Ульяна Гамаюн - Ключ к полям
– А я два года делала то, что мне самой природой противопоказано. Этакое, знаешь, медленное щадящее самоубийство. Словно земля под тобой обвалилась, а ты, ухватившись за скользкую траву, висишь над пропастью, с каждой минутой все увереннее и безнадежнее обвисая. Что-то вроде затянувшегося сердечного приступа. Или его преддверия.
– О чем же ты думала? Ты ведь проучилась пять лет...
– А я не думала, никогда не думала. Я плыла по течению. Кстати, не я одна. К тому же, учиться мне нравилось, даже очень.
– Допустим, но почему же ты не бросила все к чертям собачьим, когда поняла, что ошиблась?
– Я бросила. Бросаю каждые два-три месяца.
– Вид у тебя при этом не очень счастливый.
– Да. Я только недавно поняла собственную глупость. Меняя шило на мыло, многого не добьешься.
– То есть?
– То есть – это было ложное движение: я бежала, чтобы остаться на том же месте. А нужно бежать вдвое быстрее. Я не должна работать программером. Не должна вообще соприкасаться с айтишной сферой, потому что это губительно: во-первых, для меня, во-вторых, для ай-ти, в-третьих – для мира во всем мире.

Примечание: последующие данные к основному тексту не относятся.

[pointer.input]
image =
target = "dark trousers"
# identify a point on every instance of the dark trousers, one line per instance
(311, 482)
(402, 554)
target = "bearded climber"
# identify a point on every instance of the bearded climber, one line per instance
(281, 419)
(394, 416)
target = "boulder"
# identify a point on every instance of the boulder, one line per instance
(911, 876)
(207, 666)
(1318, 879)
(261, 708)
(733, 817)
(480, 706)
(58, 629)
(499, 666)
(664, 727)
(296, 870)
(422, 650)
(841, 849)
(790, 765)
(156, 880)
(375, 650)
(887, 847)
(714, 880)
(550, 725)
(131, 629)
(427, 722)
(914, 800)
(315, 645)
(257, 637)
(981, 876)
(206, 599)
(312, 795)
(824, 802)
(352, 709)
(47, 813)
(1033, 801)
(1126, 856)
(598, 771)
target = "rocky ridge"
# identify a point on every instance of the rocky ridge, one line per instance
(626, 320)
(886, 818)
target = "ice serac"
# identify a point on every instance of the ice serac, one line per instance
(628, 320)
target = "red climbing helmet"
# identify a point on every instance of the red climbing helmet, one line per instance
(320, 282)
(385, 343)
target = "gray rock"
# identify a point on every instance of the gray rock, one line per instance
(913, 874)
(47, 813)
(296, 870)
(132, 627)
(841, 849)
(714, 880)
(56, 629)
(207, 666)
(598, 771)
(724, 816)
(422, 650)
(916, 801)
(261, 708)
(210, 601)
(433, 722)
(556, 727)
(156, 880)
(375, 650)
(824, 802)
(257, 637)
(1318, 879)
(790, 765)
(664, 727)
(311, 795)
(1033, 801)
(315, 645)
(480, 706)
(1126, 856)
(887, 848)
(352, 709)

– Всем бы такое чувство ответственности перед миром.
– Меня не волнуют все. Мировую революцию в сознаниях человеков разумных я тоже совершать не намерена. Я эгоистка, лишенная какого бы то ни было честолюбия. Вам нравятся деньги и работа ради денег? Пожалуйста. А мне нет. На том и разбежимся.
– Думаешь, это так просто, вырвать сердце из клейкой стихийности мира? Клейкая стихийность хороша в песнях и байках, когда солнце повисло над пасекой и райские яблочки наливаются над головой. Посмотрю я, что ты скажешь об этой стихийности зимой, может, она тебе не покажется такой уж клейкой. И вообще, думаешь, человеки разумные вот так запросто тебя и отпустят?
– Уверена в этом. Для каждого на этой пасеке есть свой план «Б».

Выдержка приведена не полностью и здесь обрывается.